Coda Automotive – which wants to sell an all-electric sedan in the U.S. next year – has lined up $24 million in a second round of funding and, to a certain degree, it's an unusual group of investors.
The group includes Paulson – the former Goldman Sachs titan who became a familiar face to most Americans when the economy collapsed during his tenure as U.S. Treasury Secretary last year – as well as Thomas "Mack" McLarty, the former chief of staff for Bill Clinton, Tom Steyer, a noted energy investor and one of the large donors to Stanford's Precourt Institute for Energy Efficiency, and former Edison International CEO John Bryson. The VC firm Angeleno Group and company insiders also invested.
Coda was spun out of Miles Automotive earlier this year. Miles specializes in low-speed electric cars for military bases and college campuses.
By contrast, Coda will make an all-electric, freeway legal car that will sell for around $45,000 (before $7,500 in federal tax credits). Coda wants to sell it to consumers in 2010. That's more expensive than the GM Volt or Nissan electric cars, but not outrageously more – GM's Volt is slated to come out at around $40,000.
So how will a small company pull that off?
Coda's car is based around a gas-burning car already produced in China by state-owned Hafei. Engineers at Hafei and Coda will tweak and test it to bring it up to western driving and safety standards, but using an existing car, ideally, will help cut engineering and testing costs and time. Partnering with Hafei, which makes 200,000 cars a year, also means that Coda won't have to build a factory.
Whether the company can pull this off, and how long it might take, is an open question. Japanese automakers were able to break into the U.S. market in a big way after several years because of the Arab oil embargo of 1973. Nissan (then Datsun) also scored with sports car drivers with its Z line. Korean manufacturers struggled for a number of years but finally broke through with low prices and long warranties.
China's reputation for quality has never been particularly high in the west and "state-owned manufacturer" rarely warms the cockles of consumers' hearts. Whether it's true or not, it is a barrier Coda will have to overcome and one that U.S. automakers will emphasize.

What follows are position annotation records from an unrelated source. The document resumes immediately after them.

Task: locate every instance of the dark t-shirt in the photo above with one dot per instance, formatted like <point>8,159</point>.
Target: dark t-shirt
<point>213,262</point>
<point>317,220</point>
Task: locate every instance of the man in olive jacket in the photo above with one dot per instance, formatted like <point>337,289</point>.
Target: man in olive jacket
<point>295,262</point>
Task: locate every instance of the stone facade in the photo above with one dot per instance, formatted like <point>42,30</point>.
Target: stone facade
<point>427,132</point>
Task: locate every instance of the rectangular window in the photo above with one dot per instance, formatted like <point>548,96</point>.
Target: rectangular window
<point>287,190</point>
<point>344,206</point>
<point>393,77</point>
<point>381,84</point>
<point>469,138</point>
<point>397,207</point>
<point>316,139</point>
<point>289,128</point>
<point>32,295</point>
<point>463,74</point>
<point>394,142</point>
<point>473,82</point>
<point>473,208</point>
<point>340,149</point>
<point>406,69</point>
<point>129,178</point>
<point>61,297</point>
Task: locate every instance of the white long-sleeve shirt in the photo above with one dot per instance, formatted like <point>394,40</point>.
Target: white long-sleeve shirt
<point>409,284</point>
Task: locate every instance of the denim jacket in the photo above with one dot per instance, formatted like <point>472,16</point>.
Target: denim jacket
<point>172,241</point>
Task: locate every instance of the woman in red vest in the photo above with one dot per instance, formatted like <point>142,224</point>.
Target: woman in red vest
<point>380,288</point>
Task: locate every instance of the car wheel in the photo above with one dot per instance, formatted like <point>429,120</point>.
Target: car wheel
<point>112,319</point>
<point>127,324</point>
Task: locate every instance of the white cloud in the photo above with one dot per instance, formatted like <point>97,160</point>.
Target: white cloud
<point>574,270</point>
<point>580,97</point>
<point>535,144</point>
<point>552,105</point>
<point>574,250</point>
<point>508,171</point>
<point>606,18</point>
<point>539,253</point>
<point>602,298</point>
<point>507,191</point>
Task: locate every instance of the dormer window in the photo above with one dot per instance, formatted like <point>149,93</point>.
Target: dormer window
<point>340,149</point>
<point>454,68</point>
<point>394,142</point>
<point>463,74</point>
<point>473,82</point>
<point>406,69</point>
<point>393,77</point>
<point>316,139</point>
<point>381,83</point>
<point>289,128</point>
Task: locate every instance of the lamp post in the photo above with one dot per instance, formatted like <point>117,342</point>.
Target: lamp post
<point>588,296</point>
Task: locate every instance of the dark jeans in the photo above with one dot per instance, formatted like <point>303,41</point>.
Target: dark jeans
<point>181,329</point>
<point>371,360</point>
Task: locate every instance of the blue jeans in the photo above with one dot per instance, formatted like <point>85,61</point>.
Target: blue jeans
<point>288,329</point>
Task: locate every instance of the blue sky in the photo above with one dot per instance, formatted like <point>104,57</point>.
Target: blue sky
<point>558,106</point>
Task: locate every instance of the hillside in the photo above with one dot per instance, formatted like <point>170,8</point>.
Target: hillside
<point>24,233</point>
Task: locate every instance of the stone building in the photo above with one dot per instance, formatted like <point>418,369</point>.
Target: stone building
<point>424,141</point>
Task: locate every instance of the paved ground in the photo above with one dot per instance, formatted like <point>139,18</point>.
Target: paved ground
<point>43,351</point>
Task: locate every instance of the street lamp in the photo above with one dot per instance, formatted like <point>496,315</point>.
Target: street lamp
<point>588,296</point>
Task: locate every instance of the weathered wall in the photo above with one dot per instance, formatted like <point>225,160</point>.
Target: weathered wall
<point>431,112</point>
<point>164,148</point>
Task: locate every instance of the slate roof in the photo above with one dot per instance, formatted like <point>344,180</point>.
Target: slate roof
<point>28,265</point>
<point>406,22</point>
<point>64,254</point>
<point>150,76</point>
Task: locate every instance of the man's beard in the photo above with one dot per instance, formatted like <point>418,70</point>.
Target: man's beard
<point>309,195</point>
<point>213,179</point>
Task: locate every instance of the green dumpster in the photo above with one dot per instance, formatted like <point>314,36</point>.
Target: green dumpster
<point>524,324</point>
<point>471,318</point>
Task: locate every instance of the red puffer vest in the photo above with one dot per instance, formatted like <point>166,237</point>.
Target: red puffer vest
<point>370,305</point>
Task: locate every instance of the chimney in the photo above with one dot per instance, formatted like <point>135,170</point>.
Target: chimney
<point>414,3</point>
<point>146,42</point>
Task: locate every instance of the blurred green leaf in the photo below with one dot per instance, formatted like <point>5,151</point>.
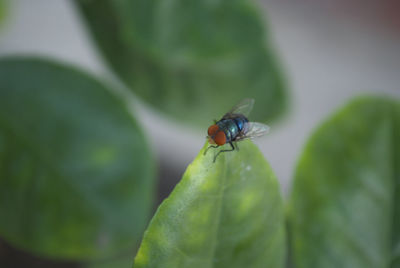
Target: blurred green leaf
<point>190,59</point>
<point>76,175</point>
<point>345,204</point>
<point>223,214</point>
<point>3,7</point>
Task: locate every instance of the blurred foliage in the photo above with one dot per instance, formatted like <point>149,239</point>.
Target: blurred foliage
<point>76,175</point>
<point>3,10</point>
<point>223,214</point>
<point>190,59</point>
<point>345,204</point>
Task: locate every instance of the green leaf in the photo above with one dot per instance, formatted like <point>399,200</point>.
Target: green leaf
<point>223,214</point>
<point>3,10</point>
<point>76,175</point>
<point>189,59</point>
<point>345,204</point>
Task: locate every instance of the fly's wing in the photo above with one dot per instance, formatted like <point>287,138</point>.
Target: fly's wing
<point>244,107</point>
<point>254,130</point>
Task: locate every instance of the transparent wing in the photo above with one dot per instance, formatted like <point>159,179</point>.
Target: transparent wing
<point>244,107</point>
<point>255,130</point>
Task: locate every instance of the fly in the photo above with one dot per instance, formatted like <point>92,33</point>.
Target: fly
<point>234,126</point>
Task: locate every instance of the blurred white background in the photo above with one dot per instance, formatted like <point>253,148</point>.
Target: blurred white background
<point>330,51</point>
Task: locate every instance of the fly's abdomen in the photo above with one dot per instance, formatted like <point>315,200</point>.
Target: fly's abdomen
<point>232,127</point>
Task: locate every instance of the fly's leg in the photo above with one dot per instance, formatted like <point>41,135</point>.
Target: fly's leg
<point>236,146</point>
<point>222,151</point>
<point>211,146</point>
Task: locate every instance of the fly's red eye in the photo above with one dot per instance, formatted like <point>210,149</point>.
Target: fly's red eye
<point>220,138</point>
<point>212,130</point>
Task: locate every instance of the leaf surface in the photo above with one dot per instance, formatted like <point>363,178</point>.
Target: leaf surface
<point>189,59</point>
<point>345,203</point>
<point>76,175</point>
<point>223,214</point>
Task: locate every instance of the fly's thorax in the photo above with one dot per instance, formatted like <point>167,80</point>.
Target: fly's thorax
<point>233,127</point>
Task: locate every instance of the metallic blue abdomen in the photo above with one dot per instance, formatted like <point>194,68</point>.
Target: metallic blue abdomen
<point>232,127</point>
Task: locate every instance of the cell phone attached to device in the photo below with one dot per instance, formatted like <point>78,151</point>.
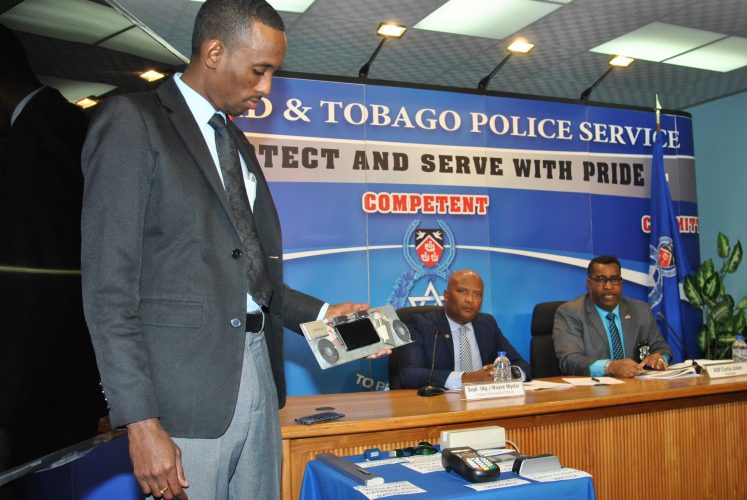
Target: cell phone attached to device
<point>472,466</point>
<point>319,417</point>
<point>357,334</point>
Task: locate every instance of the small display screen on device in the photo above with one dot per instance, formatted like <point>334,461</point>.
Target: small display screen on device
<point>358,333</point>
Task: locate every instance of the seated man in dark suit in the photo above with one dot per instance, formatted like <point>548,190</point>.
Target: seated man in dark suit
<point>588,329</point>
<point>460,319</point>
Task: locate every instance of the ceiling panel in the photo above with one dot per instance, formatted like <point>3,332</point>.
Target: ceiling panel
<point>336,37</point>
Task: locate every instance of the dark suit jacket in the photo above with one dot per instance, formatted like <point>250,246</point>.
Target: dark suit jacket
<point>414,360</point>
<point>162,291</point>
<point>580,338</point>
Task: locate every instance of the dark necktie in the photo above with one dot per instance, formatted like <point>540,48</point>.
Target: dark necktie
<point>258,278</point>
<point>617,349</point>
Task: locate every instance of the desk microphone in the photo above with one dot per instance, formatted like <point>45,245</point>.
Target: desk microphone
<point>428,390</point>
<point>672,332</point>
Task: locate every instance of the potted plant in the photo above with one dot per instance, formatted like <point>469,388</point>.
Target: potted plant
<point>724,318</point>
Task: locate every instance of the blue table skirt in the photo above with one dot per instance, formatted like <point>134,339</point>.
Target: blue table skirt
<point>322,482</point>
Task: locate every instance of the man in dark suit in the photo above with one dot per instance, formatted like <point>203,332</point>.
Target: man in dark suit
<point>183,267</point>
<point>600,332</point>
<point>49,385</point>
<point>459,321</point>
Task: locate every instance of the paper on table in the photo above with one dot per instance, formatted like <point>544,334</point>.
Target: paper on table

The company's investors may also help it navigate the thicket of Washington. In June, Coda Battery Systems, which will make batteries for the cars, linked up with Yardney Technical Systems to build a battery factory in Connecticut. The joint venture has applied for stimulus grants. Coda Battery Systems grew out of a joint venture with Tianjin Lishen Battery Joint Stock Co., a large lithium-ion battery manufacturer, for its batteries.
Coda's car will come with a 333-volt lithium-ion battery and a driving range of 90 to 120 miles. A full charge on a 220-volt outlet will take six hours. Charging the battery for a 40-mile commute can be completed in two hours.